-
Notifications
You must be signed in to change notification settings - Fork 1.3k
Mailing list migration
Eric Larson edited this page Dec 11, 2020
·
17 revisions
Following:
- https://meta.discourse.org/t/beginners-guide-to-install-discourse-for-development-using-docker/102009
- https://meta.discourse.org/t/importing-mailing-lists-mbox-listserv-google-groups-emails/79773#1-5-prepare-files
git clone https://github.com/discourse/discourse.git
cd discourse
d/boot_dev --init
printf "\ngem 'sqlite3'" >> Gemfile
d/rails db:migrate RAILS_ENV=development
d/bundle install
# These I actually usually do in another dir like ~/Desktop so I only ever have to do it once
mkdir shared
wget -r -l1 --no-parent --no-directories "https://mail.nmr.mgh.harvard.edu/pipermail//mne_analysis/" -P shared/import/data/mne_analysis -A "*-*.txt.gz"

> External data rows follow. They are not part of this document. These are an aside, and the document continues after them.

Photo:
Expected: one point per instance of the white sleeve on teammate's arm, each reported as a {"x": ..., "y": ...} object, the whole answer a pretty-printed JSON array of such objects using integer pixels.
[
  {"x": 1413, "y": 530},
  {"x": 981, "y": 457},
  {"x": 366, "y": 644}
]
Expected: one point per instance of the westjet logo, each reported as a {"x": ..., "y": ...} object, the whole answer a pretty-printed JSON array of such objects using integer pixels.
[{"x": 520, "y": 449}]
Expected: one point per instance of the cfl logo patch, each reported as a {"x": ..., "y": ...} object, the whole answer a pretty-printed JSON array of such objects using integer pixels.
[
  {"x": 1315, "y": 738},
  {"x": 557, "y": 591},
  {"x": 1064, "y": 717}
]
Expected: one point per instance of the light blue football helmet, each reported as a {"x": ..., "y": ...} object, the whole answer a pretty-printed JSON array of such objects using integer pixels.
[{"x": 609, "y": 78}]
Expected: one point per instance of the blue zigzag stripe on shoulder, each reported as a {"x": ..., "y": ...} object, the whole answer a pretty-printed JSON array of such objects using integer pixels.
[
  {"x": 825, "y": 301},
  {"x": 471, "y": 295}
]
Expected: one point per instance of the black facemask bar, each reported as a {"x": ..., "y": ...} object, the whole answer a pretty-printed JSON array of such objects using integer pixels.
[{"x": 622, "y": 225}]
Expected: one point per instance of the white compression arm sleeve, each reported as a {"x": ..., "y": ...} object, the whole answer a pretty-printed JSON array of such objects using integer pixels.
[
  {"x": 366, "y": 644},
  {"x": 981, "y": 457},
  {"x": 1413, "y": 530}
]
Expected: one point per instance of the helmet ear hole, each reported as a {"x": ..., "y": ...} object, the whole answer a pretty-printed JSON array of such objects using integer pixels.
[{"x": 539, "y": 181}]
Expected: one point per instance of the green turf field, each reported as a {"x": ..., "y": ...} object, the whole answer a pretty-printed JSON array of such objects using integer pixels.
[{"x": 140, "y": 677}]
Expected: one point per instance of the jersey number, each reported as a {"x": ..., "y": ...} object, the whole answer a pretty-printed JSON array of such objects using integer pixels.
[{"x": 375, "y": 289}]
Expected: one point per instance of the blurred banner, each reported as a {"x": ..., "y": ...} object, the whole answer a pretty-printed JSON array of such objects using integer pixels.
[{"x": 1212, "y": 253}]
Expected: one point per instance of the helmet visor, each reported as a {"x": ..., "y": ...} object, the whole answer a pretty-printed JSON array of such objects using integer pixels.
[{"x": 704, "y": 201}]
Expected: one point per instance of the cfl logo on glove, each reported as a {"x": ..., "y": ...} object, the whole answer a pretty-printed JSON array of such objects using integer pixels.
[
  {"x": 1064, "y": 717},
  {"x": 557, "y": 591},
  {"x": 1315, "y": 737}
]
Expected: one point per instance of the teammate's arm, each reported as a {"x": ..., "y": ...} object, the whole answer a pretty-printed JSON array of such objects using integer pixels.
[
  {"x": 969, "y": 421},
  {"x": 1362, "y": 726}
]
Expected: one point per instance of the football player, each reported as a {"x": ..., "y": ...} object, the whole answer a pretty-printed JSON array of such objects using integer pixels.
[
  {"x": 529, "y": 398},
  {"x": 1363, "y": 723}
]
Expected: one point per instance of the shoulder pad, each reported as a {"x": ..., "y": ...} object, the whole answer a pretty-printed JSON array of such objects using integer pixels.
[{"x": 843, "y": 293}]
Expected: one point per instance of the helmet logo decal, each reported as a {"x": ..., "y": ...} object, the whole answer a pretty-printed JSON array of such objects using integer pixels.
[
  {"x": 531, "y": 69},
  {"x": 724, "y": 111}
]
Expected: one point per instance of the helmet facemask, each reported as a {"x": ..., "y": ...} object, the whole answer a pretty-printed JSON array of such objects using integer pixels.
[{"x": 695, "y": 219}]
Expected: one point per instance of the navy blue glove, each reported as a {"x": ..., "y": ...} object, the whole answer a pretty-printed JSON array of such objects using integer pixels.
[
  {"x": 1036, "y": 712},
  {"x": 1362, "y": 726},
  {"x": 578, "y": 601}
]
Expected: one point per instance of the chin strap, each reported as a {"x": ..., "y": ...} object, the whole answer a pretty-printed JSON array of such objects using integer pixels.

rm shared/import/data/mne_analysis/robots.txt.tmp
gzip -d shared/import/data/mne_analysis/*.txt.gz
wget https://gist.githubusercontent.com/larsoner/940cd6c7100b87c4c5668cb0bc540afb/raw/9e78513620d11355ad0e10f4a2470996c26ebc8c/mailmanToMBox.py -O shared/mailmanToMBox.py
python3 shared/mailmanToMBox.py shared/import/data/mne_analysis/
rm shared/import/data/mne_analysis/*.txt
wget https://raw.githubusercontent.com/discourse/discourse/master/script/import_scripts/mbox/settings.yml -O shared/import/settings.yml
vim shared/import/settings.yml # add "Mne_analysis": "mne_analysis" under "tag:" section
# Then I `cp -a` these to the `discourse/` root dir in case I need to hard reset, then go to a shell:
d/shell
In the docker shell:
cd /src
sudo mv shared/import /shared/
bundle exec ruby script/import_scripts/mbox.rb /shared/import/settings.yml
Output
Loading existing groups...
Loading existing users...
Loading existing categories...
Loading existing posts...
Loading existing topics...
creating index
indexing files in /shared/import/data/mne_analysis
indexing /shared/import/data/mne_analysis/2018-March.mbox
...
indexing /shared/import/data/mne_analysis/2007-December.mbox
indexing replies and users
creating categories
1 / 1 (100.0%) [17497813 items/min]
creating users
creating topics and posts
7373 / 7373 (100.0%) [1360 items/min]
Updating topic status
Updating bumped_at on topics
Updating last posted at on users
Updating last seen at on users
Updating first_post_created_at...
Updating user post_count...
Updating user topic_count...
Updating topic users
Updating post timings
Updating featured topic users
Updating featured topics in categories
5 / 5 (100.0%) [6890 items/min] ]
Resetting topic counters
Done (00h 06min 21sec)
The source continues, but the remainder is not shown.